International Association for Cryptologic Research

International Association
for Cryptologic Research

IACR News item: 10 February 2015

Jiqiang Lu
ePrint Report ePrint Report
COPA is a block-cipher-based authenticated encryption mode with a provable birthday-bound security under the assumption that the underlying block cipher is a strong pseudorandom permutation, and its instantiation with the AES block cipher is called AES-COPA. Marble is an AES-based COPA-like authenticated encryption algorithm with a full security. In this paper, we analyse the security of COPA and Marble against universal forgery attacks. We present beyond-birthday-bound (almost) universal forgery attacks on the COPA when used with constant or variable associate data, and present (almost) universal forgery attacks on the Marble when used without associated data or with (variable) associate data. Our attacks on the COPA with variable associate data have a complexity very near the birthday bound, and their applications to AES-COPA show that the security claim of AES-COPA against tag guessing may be not correct; and our attacks on the (newest as well as initial version of) Marble with associate data show that Marble does not provide a full security that the designer claimed.
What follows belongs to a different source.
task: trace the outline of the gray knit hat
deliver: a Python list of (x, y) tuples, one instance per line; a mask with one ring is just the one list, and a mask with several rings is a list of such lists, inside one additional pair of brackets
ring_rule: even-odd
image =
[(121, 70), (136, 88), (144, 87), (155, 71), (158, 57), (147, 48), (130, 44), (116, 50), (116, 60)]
Like many recently published cryptanalytic results on message authentication algorithms with a provable birthday-bound security, our attacks on COPA do not violate its security proofs, but provide a comprehensive understanding of its security against universal forgery attack, show that the success probability of a universal forgery on the COPA is larger than the ideal bound $2^{-n}$ of the standard forgery-resistance, and boil down to an existing open question: Should a message authentication algorithm with a weaker security claim than the standard forgery-resistance be regarded as a sound design?